Another such observer, an engineer named John Phillips, describes the situation in London in 1847: “…[there are] thousands of houses in the metropolis which have no drainage whatsoever, and the greater part of them have stinking overflowing cesspools.”

It was a normal practice those days to let the sewage freely into surface water bodies. In London, the sewage was emptied into the river Thames. In hot weather, the foul smell, then famously called the “The Great Stink”, rose from the river and spread over the city. These unhygienic conditions have resulted in attacks of Cholera, leading to thousands of deaths in the UK and in mainland Europe.

 

 

That’s when the authorities woke up and swung into action. The man of the hour was Sir Joseph Bazalgette, a chief engineer with the London Metropolitan Commission of Sewers, who was commissioned to build a grand sewage system for London as a long-term solution. Bazalgette set out to create a massive sewage network, perhaps the largest in the world at the time. When it came to calculating the required diameter of the largest of the sewage pipes, he told himself, “Well, we’re only going to do this once and there’s always the unforeseen”, and doubled the diameter to be used, thereby displaying a foresight and futuristic thinking that is rare anywhere in the world. Thus we have these massive sewage pipes that are so large that it is possible for repairmen to shutoff the flow through a section of the pipe and actually walk through these tunnels.
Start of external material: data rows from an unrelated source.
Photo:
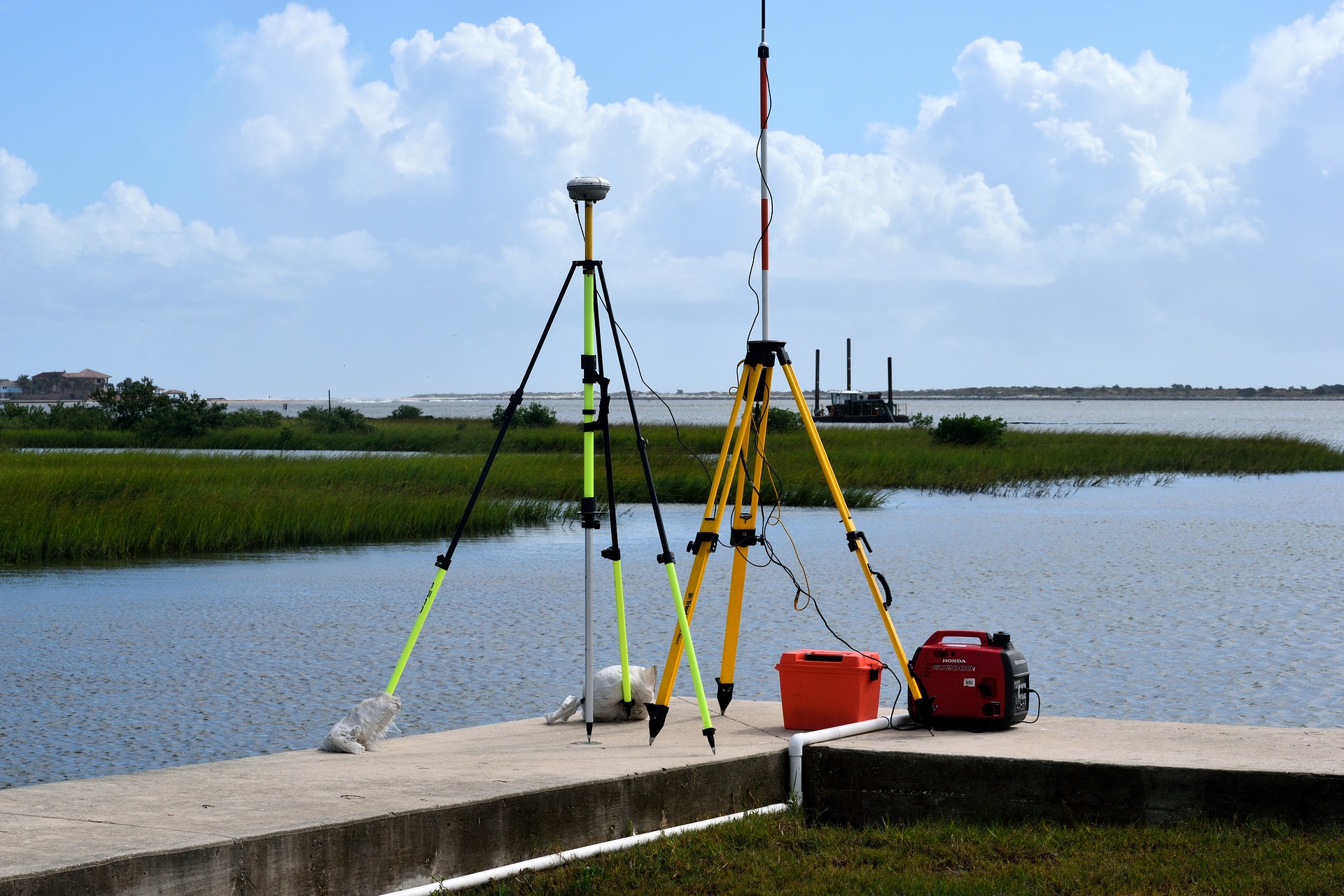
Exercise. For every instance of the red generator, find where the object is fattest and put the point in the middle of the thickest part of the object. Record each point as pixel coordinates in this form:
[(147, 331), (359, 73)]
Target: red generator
[(971, 680)]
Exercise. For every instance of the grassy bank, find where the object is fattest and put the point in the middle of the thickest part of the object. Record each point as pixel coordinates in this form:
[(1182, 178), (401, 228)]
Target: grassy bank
[(92, 507), (105, 507), (781, 855)]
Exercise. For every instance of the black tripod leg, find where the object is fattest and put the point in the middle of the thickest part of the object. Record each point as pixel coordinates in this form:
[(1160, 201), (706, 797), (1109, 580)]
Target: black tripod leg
[(613, 554), (445, 559)]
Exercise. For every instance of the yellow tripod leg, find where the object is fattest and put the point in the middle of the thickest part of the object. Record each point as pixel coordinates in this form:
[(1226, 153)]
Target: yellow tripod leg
[(853, 533), (714, 508), (742, 536)]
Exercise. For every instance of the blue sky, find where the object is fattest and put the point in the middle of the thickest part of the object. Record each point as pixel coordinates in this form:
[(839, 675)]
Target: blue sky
[(258, 199)]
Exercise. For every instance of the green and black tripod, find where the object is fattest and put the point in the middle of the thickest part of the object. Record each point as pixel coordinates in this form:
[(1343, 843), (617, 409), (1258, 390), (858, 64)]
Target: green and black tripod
[(596, 419)]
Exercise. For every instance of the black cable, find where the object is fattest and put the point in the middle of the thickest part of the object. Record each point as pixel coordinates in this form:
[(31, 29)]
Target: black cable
[(1032, 691), (769, 109), (676, 429)]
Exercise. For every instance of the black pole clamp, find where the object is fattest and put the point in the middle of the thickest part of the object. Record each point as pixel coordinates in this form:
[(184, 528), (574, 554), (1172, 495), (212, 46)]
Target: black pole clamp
[(588, 510), (885, 586), (589, 365), (742, 538), (713, 538)]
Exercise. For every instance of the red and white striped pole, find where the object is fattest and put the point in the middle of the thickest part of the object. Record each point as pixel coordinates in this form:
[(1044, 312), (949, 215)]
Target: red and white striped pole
[(764, 54)]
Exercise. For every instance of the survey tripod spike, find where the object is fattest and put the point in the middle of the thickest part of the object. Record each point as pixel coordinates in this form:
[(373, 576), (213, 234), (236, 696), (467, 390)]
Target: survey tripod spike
[(659, 710)]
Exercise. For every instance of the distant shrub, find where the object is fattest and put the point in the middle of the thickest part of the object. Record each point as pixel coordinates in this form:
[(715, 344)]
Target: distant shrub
[(182, 416), (534, 414), (784, 421), (78, 416), (252, 416), (337, 419), (969, 430)]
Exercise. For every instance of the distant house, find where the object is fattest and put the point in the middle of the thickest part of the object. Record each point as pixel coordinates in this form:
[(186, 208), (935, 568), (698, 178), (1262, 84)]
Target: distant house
[(93, 378), (59, 386)]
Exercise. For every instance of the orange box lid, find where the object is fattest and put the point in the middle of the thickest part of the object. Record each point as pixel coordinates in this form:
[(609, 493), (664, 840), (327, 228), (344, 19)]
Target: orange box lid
[(828, 660)]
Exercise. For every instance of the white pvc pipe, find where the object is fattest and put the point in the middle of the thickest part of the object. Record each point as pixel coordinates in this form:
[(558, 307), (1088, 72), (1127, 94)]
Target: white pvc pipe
[(582, 852), (802, 739)]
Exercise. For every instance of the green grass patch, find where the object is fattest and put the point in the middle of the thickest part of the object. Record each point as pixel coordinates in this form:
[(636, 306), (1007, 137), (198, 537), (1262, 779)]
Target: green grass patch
[(783, 855), (101, 507), (109, 507)]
Similar stories originate from Boston, one of the oldest cities in North America. In the last decades of the 19th Century, the streets of Boston were suffocating to navigate. Pedestrians and horse-drawn carriages were jostling for space on the crowded streets. The ubiquitous stench of horse dung made the experience even more traumatic. The idea for a solution came from across the Atlantic. Boston’s authorities had heard of London’s metros and wanted to create a similar metro system in Boston. There was an initial resistance from Bostonians who feared that if they travelled underground, they would be drawing close to the netherworld, thereby invoking the wrath of the gods. But reason prevailed and the fears were dispelled. The metro came to Boston; the streets were freed from the equine nuisance, and the air cleared of the stench.
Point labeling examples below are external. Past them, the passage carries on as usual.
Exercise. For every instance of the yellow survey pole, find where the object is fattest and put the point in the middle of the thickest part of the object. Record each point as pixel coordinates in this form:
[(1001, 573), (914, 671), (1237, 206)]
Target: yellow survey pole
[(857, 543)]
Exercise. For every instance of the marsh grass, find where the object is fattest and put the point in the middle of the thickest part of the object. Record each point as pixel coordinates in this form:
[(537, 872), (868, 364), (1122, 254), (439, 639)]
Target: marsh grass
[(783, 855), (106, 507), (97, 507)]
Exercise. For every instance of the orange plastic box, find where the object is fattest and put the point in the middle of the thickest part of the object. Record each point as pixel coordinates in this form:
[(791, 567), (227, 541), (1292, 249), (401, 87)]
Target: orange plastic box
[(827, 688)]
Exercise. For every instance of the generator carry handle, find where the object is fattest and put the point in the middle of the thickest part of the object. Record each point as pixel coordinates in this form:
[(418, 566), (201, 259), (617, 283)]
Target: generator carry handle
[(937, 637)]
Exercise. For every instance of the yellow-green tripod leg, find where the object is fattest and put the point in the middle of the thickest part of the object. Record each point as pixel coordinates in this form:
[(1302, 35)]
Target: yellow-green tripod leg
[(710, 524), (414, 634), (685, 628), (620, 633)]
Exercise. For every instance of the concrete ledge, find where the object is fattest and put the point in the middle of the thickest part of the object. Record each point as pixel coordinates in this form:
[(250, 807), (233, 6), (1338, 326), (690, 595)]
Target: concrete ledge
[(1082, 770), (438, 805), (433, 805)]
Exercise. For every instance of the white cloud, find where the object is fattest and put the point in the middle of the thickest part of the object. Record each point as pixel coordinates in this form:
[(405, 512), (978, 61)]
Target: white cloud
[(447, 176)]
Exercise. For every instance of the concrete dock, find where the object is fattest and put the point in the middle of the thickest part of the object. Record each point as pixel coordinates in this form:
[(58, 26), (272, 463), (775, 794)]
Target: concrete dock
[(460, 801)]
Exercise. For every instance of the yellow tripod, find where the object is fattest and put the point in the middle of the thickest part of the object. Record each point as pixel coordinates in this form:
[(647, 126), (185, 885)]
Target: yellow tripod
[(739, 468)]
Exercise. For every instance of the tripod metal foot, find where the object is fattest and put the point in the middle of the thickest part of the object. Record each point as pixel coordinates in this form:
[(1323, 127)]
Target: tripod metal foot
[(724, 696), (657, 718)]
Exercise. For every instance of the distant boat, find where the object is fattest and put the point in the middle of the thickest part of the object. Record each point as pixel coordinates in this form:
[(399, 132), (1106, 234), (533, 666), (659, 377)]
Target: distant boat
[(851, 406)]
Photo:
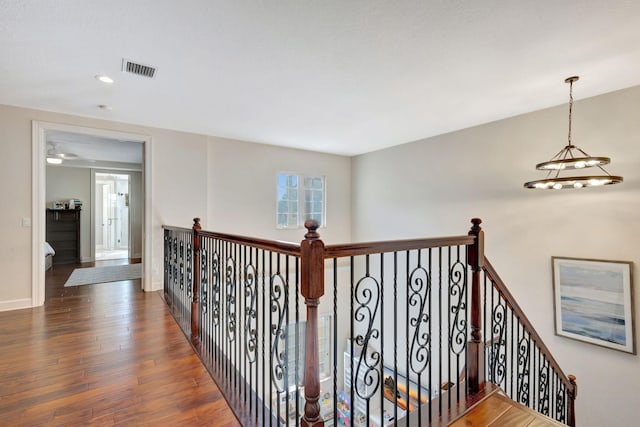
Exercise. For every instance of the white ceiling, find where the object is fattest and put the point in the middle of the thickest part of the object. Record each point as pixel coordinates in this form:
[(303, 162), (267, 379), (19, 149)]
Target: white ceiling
[(89, 148), (336, 76)]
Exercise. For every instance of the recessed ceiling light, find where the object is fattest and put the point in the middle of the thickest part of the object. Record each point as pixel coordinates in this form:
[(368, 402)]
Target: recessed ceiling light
[(104, 78)]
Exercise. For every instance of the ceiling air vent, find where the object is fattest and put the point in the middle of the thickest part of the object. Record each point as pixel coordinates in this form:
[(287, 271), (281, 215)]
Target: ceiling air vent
[(138, 69)]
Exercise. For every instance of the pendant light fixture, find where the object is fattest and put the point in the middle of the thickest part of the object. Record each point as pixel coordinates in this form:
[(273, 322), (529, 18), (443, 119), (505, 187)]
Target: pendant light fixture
[(572, 157)]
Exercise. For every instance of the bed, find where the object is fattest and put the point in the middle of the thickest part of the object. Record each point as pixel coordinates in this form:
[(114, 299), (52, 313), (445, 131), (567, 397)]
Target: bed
[(48, 256)]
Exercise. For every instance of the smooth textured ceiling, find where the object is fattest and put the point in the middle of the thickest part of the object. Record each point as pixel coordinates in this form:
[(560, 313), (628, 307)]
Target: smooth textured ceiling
[(88, 148), (336, 76)]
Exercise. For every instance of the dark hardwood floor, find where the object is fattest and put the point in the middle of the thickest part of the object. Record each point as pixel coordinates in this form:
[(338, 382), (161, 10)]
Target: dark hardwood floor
[(104, 354)]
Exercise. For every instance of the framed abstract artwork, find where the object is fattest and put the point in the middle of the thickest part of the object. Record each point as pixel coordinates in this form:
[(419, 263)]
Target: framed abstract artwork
[(593, 301)]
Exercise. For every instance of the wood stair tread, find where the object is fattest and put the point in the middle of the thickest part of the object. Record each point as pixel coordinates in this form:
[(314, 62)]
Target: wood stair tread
[(496, 410)]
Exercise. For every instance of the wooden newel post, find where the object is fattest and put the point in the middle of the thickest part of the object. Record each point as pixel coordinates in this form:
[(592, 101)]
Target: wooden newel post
[(195, 274), (572, 393), (475, 349), (312, 288)]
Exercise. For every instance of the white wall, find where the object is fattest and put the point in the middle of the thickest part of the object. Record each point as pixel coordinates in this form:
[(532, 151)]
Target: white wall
[(63, 184), (242, 185), (435, 186), (191, 174), (178, 189)]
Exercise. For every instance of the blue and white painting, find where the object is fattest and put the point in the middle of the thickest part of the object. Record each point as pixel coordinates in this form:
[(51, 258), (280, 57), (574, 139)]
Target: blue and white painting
[(594, 301)]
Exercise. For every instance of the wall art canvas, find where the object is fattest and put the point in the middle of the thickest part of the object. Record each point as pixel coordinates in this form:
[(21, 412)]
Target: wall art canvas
[(593, 301)]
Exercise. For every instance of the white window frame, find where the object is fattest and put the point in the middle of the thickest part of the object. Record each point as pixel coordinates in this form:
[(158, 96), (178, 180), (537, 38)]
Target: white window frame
[(302, 211)]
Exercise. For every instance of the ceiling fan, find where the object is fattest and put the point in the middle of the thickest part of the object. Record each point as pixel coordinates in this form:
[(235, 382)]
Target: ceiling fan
[(55, 156)]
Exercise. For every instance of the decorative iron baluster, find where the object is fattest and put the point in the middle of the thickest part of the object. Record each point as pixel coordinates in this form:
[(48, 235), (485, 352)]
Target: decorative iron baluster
[(523, 370), (251, 327), (230, 280), (215, 288), (368, 361), (560, 402), (181, 257), (189, 273), (498, 356), (204, 282), (279, 366), (420, 287), (543, 388), (457, 291)]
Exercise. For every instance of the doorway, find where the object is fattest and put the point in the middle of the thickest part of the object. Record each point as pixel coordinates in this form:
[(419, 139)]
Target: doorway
[(112, 220), (40, 130)]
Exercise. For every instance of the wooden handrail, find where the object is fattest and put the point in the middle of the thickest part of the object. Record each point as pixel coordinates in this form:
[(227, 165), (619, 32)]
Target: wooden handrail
[(368, 248), (172, 228), (279, 246), (511, 302)]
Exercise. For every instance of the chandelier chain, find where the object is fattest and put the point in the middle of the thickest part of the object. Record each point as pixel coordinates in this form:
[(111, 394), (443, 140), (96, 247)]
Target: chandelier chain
[(570, 109)]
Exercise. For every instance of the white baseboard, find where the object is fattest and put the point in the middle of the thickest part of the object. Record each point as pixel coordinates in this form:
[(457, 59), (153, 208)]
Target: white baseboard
[(15, 304), (156, 284)]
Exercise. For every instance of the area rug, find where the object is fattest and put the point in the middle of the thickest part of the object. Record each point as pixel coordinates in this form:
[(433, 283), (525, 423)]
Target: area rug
[(109, 273)]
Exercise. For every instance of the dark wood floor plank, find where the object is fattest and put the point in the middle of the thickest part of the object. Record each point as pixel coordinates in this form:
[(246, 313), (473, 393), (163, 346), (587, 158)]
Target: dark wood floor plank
[(103, 355)]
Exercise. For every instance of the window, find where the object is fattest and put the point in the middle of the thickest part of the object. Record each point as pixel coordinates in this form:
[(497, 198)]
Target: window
[(300, 197)]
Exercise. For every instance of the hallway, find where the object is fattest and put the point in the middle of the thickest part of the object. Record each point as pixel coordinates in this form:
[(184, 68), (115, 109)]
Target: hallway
[(104, 354)]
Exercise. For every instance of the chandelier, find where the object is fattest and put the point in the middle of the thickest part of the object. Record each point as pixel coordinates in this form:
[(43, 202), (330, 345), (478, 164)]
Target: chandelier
[(572, 157)]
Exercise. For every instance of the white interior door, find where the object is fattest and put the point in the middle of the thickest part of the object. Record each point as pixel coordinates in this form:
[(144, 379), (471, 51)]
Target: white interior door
[(112, 217)]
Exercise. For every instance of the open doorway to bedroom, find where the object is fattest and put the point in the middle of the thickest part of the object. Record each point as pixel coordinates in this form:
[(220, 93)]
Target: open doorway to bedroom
[(111, 211), (68, 184)]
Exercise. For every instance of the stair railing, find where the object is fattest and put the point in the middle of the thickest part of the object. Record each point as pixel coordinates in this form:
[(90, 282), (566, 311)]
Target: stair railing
[(517, 358), (408, 316)]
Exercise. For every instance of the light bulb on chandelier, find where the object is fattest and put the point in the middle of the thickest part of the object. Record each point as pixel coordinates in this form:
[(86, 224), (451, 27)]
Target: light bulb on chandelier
[(572, 157)]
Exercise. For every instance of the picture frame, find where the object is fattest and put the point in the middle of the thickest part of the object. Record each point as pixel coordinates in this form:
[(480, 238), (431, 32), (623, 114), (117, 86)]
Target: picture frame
[(593, 302)]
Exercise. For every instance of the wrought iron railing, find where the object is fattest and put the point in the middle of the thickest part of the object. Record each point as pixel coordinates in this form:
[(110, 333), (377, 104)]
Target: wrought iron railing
[(395, 337), (517, 359)]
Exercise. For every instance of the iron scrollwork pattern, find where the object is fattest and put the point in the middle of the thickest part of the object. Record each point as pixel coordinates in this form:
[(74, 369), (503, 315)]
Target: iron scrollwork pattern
[(420, 287), (457, 292), (523, 371), (189, 268), (204, 281), (498, 357), (543, 390), (215, 289), (367, 293), (279, 308), (230, 280), (251, 325), (560, 404), (182, 273)]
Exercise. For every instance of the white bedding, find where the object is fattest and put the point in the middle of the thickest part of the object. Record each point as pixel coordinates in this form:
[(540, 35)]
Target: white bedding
[(48, 250)]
It is only natural that the most sparkling of the world’s cities today had their humble and difficult beginnings. But there were epochs when enlightened citizens became sensitive to the problems, divined solutions, made the public conscious of the way forward, and convinced the authorities to take massive action, laying the foundations for glorious times ahead.

An absolute refusal to accept the present, and an irresistible will to bring forward what ought to be — these twin powers seemed to have always worked the magic.